TREBEL : Bien sûr. Bien sûr. Mais bien sûr, il y en a plein. Pour jouer, souvent, tu dois être avec la bonne personne. Sinon, ça peut être un peu délicat. Si tu as la bonne personne, elle pourra passer un coup de fil au président, et il mettra un peu de pression sur le coach. C’est partout pareil. C’est la même chose quand tu veux quitter un club. Je viens encore de lire un reportage où un agent s’exprime. Il dit qu’il ne faut aucun malentendu entre le joueur, le club et lui. Ça veut dire quoi ? Pour moi, ça veut dire qu’il doit s’entendre avec le club. Et ce n’est pas sain. Tu es agent, ton joueur veut partir, la direction veut qu’il reste. Tu t’entends bien avec le président. Au bout du compte, ton joueur ne partira pas. Ou il partira, mais à des conditions qui vous arrangent, le président et toi. Pas aux conditions qui arrangent le joueur. Non, vraiment, ce n’est pas un monde de Bisounours, j’ai déjà compris ça à 17 ans. Au moment de me faire signer un premier contrat pro, Nantes voulait m’imposer un agent. J’ai refusé, j’ai voulu faire ça seulement avec mon frère. Si un joueur de foot a besoin d’un agent pour faire son premier contrat pro, faut arrêter. Je ne vois pas l’intérêt. Un premier contrat, c’est un premier contrat, avec plus ou moins les mêmes conditions financières pour tout le monde, à la charte comme on dit en France. Tu fais simplement une différence si tu as une pépite, là tu la blindes. Mais pour les autres, c’est le même revenu. Et des dirigeants de clubs qui te font comprendre que si tu ne signes pas, ils prendront un autre.

 » Je pouvais tripler mon salaire en signant à Al Jazeera mais je n’ai pas voulu aller au bras de fer avec la direction du Standard.  »

Tu avais des envies d’ailleurs pendant l’été et tu les as toujours…

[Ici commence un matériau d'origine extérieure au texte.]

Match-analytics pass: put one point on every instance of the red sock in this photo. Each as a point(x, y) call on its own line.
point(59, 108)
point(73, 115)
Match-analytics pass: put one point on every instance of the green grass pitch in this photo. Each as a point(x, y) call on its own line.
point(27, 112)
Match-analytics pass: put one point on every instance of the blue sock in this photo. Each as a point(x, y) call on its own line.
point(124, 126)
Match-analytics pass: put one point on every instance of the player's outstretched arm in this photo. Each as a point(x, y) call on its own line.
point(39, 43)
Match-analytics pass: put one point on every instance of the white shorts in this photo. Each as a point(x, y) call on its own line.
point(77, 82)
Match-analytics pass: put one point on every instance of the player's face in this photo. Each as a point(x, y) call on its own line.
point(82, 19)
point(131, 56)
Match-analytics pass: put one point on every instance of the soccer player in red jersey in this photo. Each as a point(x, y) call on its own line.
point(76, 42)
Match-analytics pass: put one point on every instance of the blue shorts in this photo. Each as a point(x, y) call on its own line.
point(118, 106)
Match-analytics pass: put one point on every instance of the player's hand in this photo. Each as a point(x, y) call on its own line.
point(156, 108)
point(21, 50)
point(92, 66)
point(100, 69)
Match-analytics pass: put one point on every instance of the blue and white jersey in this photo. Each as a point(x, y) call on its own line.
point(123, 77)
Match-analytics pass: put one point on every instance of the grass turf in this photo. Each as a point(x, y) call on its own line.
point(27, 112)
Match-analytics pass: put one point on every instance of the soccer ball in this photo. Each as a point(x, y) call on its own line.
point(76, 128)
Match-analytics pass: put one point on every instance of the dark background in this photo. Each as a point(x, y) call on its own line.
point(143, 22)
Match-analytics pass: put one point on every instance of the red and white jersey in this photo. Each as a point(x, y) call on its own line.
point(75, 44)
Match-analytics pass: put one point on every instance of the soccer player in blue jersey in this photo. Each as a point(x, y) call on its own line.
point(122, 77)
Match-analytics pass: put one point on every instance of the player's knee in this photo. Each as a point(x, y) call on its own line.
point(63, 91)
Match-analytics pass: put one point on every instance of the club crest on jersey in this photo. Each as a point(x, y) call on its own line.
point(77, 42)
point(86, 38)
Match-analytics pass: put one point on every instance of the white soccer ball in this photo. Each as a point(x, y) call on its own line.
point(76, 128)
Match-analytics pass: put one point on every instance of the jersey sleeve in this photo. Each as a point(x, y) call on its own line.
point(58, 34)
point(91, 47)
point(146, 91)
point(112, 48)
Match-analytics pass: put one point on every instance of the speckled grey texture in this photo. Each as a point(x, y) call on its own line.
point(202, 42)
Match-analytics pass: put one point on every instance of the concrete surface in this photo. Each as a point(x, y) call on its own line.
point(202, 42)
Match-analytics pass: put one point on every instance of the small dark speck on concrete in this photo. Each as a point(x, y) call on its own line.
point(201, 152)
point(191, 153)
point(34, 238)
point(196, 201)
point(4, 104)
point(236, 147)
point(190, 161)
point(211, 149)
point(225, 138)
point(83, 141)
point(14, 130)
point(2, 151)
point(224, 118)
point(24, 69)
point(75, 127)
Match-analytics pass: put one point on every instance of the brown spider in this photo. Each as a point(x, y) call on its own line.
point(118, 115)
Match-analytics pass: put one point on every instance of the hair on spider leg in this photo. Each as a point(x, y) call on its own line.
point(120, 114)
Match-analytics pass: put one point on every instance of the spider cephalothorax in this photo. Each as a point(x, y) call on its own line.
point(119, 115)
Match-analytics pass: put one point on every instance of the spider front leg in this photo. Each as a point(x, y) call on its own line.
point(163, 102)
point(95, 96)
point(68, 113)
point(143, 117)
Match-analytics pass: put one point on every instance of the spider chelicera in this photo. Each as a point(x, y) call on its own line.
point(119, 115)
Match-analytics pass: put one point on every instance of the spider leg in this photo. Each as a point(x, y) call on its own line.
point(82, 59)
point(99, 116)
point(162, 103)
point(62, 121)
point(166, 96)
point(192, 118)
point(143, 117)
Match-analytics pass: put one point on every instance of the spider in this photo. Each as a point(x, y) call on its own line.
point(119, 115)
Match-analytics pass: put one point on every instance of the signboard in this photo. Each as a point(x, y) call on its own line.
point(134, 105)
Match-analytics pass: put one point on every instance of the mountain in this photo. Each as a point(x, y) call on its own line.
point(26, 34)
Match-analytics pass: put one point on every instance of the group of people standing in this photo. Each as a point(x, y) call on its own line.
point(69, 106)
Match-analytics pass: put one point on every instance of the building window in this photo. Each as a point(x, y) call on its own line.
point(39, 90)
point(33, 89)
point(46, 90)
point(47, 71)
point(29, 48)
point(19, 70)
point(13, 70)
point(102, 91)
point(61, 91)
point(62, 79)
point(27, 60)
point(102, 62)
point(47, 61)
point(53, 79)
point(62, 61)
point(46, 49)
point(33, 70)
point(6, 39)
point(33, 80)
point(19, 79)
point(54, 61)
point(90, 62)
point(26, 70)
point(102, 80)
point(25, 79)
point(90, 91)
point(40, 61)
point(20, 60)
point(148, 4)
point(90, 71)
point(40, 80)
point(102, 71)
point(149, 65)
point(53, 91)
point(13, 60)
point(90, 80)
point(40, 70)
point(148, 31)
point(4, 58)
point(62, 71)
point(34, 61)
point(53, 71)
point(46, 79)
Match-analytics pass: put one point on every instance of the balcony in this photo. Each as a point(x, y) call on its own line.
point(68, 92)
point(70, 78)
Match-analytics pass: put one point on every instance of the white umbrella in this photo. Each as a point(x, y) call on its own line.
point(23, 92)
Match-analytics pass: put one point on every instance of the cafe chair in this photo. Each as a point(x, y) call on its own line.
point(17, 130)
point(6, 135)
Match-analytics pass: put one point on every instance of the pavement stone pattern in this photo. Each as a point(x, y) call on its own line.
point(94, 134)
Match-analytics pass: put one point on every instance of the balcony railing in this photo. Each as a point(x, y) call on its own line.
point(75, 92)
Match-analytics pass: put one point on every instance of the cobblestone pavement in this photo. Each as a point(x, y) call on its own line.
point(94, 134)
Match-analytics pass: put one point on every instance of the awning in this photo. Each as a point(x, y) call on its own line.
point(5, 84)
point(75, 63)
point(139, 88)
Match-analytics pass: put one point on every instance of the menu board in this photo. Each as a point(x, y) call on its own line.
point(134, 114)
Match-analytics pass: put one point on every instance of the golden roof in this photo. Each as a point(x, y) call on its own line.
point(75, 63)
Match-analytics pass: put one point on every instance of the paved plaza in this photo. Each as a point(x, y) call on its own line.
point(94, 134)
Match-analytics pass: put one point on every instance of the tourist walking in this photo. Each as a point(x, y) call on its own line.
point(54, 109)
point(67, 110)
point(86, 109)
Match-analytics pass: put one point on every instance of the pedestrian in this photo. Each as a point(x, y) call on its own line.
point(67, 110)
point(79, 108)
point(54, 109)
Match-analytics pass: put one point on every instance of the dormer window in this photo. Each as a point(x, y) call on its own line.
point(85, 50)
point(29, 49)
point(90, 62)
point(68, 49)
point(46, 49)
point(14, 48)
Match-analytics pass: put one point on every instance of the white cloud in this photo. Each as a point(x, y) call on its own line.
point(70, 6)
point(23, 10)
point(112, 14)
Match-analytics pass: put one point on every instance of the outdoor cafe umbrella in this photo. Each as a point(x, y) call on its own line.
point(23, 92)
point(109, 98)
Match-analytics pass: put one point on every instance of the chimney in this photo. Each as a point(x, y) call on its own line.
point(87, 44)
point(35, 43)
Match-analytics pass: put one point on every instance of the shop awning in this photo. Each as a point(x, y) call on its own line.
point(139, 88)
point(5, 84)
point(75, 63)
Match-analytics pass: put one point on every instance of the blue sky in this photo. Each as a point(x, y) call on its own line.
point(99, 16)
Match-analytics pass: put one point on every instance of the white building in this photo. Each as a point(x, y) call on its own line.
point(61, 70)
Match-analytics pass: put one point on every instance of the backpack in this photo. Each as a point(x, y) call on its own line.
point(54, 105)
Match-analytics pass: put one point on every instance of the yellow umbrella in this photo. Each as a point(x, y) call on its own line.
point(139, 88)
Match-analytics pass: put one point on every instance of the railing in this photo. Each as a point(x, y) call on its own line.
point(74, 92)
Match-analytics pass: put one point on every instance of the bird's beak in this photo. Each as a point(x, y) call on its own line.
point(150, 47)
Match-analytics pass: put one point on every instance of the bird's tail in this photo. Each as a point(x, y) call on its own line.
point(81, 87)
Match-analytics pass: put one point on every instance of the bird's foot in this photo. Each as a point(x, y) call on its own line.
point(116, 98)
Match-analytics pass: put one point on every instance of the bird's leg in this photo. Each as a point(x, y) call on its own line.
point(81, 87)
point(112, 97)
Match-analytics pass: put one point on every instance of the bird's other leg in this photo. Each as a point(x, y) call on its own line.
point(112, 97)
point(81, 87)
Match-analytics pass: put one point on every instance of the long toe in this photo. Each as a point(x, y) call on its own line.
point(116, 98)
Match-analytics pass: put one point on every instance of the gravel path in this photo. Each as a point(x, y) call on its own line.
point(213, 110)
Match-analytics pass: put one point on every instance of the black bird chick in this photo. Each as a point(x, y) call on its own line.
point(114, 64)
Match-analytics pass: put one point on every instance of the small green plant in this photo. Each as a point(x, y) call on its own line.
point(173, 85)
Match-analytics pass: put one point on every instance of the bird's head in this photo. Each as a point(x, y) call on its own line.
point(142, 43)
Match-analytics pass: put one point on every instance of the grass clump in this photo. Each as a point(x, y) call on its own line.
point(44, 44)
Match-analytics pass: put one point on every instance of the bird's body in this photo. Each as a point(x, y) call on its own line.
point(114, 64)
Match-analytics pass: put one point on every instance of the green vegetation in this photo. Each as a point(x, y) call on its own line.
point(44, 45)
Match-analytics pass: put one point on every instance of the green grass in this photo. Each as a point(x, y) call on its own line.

TREBEL : Le deal était clair avec Roland Duchâtelet dès mon arrivée, je voulais faire deux ans ici. C’est fait. Pendant l’été, Bruno Venanzi m’a dit qu’il voulait me garder une saison de plus. Mais dans le même temps, il m’a communiqué le prix pour lequel je pourrais partir. Ce montant, on le lui a ramené, avec mon agent. Et il l’a refusé. Donc, je suis resté. Aucun souci. Si on écoute son protocole, il doit me vendre à la fin de la saison.

Mais partir à Al Jazeera ou dans un autre club du Golfe à ton âge, ce serait malheureux, non ?

TREBEL : Il y a destination exotique et destination exotique. J’ai aussi reçu une grosse offre de Chine. Là, j’ai dit non, directement. Al Jazeera, c’est déjà différent. Et le cas d’Ishak Belfodil montre que les Emirats ne sont pas nécessairement un cimetière.

Mais combien de joueurs reviennent plus forts de pays pareils ?

TREBEL : Tout dépend de la façon dont tu vois ton expérience là-bas. Si tu y vas pour profiter du système, c’est compliqué. Il y a quand même beaucoup de gars qui y vont en touristes, pas en footballeurs. Et ils attendent leur fin de carrière pour tenter l’aventure. Moi, je me dis : pourquoi ne pas essayer pendant que je suis encore jeune ? Je fais deux ans. Si je ne me plais pas, je reviens.

Au risque de te faire oublier et de bousiller ta carrière !

TREBEL : Pas d’accord. Prends Belfodil : un joueur pareil, avec un CV pareil, il ne tombe jamais aux oubliettes. Lyon, Parme, Inter, Bologne, ça ne s’oublie pas. Il revient au Standard, il joue l’Europa League, il est directement considéré comme un des meilleurs joueurs du championnat. Bref, il n’a pas fait un mauvais choix en s’exilant pendant quelques mois. On n’est pas tous des Messi ou des Cristiano, on doit écouter tout le monde. Peu importe le club qui s’intéresse à toi, tu dois au moins prendre la peine d’écouter.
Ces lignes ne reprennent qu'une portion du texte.